The Immigration and Naturalization Service is seeking $22,100 in fines from Metroplex Corp. of Dover, Del.

INS says the company employed an illegal alien and failed to properly verify the identities and employment eligibilities of its workers, according to an INS news release.

Metroplex, a specialized construction firm, can pay the fine or challenge the charge before an administrative law judge, the INS reported.

Neither an INS spokesman nor Metroplex could be reached for comment today.

The state Mass Transit Administration, which is overseeing construction of the light-rail system, also declined to comment, spokeswoman Helen L. Dale said.

Dale said Metroplex does not appear to be a prime contractor for light rail.

"They may be a sub-contractor or a sub- sub-contractor," she said.

INS agents from the Baltimore office arrested four illegal aliens while the Metroplex crew worked on the rail line near Ruxton in Baltimore County, the INS said.

Those aliens allegedly were earning $11 to $12 per hour.

The main section of the trolley line, which is being paid for by the state, runs 22.5 miles from Timonium through Baltimore and south to Dorsey Road in Glen Burnie.

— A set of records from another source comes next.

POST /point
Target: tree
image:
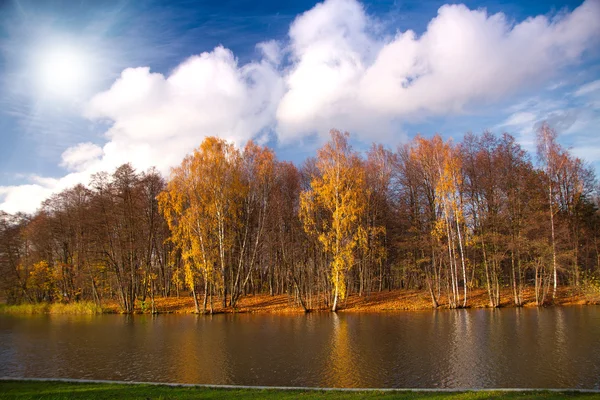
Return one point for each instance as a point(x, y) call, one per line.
point(202, 207)
point(340, 191)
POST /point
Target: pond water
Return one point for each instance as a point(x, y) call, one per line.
point(526, 348)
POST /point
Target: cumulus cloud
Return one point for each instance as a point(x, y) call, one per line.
point(337, 68)
point(156, 119)
point(347, 75)
point(81, 157)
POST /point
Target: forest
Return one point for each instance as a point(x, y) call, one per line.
point(432, 215)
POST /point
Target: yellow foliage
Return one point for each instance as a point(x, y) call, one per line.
point(332, 208)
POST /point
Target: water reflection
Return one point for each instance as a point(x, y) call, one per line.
point(558, 347)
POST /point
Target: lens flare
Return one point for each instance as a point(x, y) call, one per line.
point(62, 72)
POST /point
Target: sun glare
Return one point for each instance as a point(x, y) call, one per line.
point(62, 72)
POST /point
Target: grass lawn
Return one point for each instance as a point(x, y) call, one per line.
point(63, 390)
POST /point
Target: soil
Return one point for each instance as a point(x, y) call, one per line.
point(384, 301)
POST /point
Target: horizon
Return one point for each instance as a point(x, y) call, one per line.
point(88, 88)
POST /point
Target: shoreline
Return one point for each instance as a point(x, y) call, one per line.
point(15, 388)
point(379, 302)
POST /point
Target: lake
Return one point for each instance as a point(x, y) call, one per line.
point(526, 348)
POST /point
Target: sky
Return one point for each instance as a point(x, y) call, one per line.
point(87, 86)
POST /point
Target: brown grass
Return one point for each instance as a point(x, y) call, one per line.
point(395, 300)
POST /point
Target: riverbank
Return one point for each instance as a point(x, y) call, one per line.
point(51, 390)
point(384, 301)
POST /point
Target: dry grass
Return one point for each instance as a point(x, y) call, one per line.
point(83, 307)
point(395, 300)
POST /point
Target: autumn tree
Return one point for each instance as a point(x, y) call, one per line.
point(340, 191)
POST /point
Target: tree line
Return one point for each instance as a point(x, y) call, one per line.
point(434, 215)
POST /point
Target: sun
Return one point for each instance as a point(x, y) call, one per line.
point(62, 72)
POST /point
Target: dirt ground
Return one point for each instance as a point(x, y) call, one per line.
point(395, 300)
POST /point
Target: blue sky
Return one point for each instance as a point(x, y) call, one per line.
point(85, 86)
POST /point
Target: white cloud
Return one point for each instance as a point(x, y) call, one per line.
point(81, 157)
point(588, 88)
point(345, 75)
point(335, 70)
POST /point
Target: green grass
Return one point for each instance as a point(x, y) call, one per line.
point(82, 307)
point(62, 390)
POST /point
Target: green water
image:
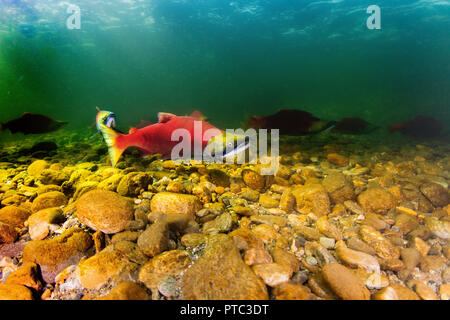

The state plans to open most of the main line next spring.

State transportation officials also expect to build extensions to Hunt Valley, Baltimore-Washington International Airport and Pennsylvania Station once they obtain some federal funds.

The line ran into environmental problems late last year, when state inspectors cited some contractors for violating erosion-control regulations in the Ruxton area.

The U.S. Environmental Protection Agency plans to conduct tests of soil along the rail line in Ruxton during the next 12 months to monitor levels of lead and other possible toxic substances.

Some nearby residents have expressed concern that the soil disturbed during light-rail construction may contain toxic chemicals from slag or fly ash, which were commonly used to build railroad lines decades ago.